Sonntag, 7. April 2013

Der Bringer: Urlaub

CAN510 – Paula und ich entscheiden uns für das Objekt CAN510 im aktuellen Katalog: Eine Ferienwohnung in einem kleinen Ort oberhalb von Cannobio am Lago Maggiore: Zwei Schlafzimmer, drei (!) Bäder, Wohnzimmer, Küche und … Seeblick. Alles dabei, was wir uns vorstellen. Was wir Eltern uns vorstellen. Angeblich gibt es via Satellit auch deutsch(sprachig)e Fernsehprogramme. Das verschweigen wir den Kindern. (Vorerst zumindest! Am dritten Tag vor Ort kriegen sie das ohnehin spitz.) Wir wollen raus aus der täglichen Mühle. Einfach Tapetenwechsel. Fertig. Mehr nicht. Für eine Woche. Spontan. Vorgestern noch wollten wir auf den Urlaub verzichten. Hauptsächlich der Kohle wegen. Aber vielleicht bekommt Paula in den Pfingstferien einen Therapieplatz. Dann können wir die Kinder zu Paulas Vater schicken. Der freut sich drauf, macht schon Pläne. Also auf zum Lago Maggiore!

Paula ist euphorisch.
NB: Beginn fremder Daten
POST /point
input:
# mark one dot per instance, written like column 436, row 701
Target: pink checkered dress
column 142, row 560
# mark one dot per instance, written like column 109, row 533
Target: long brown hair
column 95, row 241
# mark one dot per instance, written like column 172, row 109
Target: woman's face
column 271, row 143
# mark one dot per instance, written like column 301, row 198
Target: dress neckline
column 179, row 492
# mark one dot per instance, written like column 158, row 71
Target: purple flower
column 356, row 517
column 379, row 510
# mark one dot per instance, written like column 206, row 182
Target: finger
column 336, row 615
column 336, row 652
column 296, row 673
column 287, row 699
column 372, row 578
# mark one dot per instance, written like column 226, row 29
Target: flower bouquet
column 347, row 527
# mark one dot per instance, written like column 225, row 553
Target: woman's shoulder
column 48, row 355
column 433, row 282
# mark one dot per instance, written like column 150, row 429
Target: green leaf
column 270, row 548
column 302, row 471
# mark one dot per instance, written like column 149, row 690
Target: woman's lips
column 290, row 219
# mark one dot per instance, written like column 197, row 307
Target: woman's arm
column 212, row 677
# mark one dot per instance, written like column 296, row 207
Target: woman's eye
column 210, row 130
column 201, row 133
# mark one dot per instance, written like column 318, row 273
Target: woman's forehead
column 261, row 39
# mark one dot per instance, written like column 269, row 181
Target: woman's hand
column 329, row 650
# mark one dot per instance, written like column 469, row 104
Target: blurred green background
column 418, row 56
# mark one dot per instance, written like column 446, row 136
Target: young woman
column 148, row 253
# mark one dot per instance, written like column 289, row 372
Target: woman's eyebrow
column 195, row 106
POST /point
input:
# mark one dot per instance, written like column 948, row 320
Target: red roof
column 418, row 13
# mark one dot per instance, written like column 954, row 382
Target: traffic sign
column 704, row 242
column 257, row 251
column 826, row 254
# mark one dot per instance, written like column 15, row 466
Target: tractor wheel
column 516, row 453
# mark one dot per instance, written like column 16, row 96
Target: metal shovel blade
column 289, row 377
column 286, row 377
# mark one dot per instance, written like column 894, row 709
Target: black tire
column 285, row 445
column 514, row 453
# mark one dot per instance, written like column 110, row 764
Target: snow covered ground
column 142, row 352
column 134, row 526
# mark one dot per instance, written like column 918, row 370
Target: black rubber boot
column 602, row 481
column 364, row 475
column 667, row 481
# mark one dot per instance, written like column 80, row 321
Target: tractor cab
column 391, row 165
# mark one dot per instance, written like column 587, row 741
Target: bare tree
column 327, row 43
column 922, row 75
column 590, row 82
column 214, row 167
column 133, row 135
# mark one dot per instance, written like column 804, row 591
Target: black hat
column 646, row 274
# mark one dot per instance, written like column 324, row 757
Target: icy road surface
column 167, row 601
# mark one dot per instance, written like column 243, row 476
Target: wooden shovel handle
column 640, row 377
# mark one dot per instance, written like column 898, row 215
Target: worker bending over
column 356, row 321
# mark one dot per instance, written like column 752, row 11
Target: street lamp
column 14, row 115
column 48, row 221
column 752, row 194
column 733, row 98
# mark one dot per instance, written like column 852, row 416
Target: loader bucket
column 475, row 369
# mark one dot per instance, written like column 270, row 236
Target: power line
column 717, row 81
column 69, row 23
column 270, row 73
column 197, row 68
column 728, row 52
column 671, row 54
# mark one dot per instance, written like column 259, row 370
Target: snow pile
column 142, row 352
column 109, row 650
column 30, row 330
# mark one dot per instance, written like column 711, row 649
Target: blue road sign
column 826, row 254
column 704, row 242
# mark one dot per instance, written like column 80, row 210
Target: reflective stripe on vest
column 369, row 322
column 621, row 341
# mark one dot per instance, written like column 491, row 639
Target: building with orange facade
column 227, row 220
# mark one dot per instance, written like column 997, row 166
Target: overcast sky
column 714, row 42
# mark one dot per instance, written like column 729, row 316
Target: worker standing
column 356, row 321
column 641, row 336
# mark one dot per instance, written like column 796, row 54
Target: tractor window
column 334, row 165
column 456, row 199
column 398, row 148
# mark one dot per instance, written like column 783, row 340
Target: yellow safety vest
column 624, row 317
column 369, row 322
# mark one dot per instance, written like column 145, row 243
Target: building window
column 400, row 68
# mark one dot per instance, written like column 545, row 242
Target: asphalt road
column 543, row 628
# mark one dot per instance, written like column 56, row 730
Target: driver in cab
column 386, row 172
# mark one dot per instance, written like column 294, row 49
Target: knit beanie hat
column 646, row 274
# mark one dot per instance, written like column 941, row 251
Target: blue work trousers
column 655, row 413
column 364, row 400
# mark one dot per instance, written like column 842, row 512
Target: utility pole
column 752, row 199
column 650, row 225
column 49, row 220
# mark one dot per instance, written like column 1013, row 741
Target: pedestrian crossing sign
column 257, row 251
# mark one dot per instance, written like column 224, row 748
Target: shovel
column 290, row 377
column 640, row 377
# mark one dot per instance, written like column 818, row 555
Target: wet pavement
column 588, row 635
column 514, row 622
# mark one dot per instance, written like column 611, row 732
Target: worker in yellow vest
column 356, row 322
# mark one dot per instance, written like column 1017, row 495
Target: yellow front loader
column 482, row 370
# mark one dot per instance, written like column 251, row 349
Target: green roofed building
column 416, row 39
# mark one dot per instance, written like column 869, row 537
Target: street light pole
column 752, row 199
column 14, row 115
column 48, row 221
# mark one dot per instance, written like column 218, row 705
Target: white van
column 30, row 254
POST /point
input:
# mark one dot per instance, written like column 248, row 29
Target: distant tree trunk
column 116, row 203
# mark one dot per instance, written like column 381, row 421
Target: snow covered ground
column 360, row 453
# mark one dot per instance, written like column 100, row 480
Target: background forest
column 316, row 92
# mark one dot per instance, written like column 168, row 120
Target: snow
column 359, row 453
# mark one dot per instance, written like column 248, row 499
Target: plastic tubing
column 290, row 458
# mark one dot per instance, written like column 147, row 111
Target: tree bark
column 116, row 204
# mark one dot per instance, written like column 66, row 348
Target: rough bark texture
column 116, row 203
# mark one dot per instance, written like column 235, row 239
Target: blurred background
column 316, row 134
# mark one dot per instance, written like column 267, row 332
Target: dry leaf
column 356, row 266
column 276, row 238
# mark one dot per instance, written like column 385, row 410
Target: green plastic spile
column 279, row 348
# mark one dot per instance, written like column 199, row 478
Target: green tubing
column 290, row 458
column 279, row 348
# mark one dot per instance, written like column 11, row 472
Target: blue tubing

Sie kennt den „Lago“ seit ihren Jugendtagen, wir selbst waren mit den Kindern schon zweimal dort. Und sie will raus. Ich bin skeptisch. Nicht nur wegen Paulas Euphorie. Sie ist die Hüterin der Finanzen. Ermahnt mich stets, aufs Geld zu achten. Nachdem ihrer Meinung nach zu viel Geld ausgegeben wurde, hängt sie tagelang wortlos in einem schwarzen Loch. Schwierig. Außerdem: Wer weiß, wie ein Urlaub während dieser ärgeren Depressionsphase wird? Gehen wir uns alle gegenseitig auf den Zeiger? Das aber kann auch passieren, wenn wir zuhause bleiben. Vielleicht sogar noch eher. Also auf zum Lago Maggiore!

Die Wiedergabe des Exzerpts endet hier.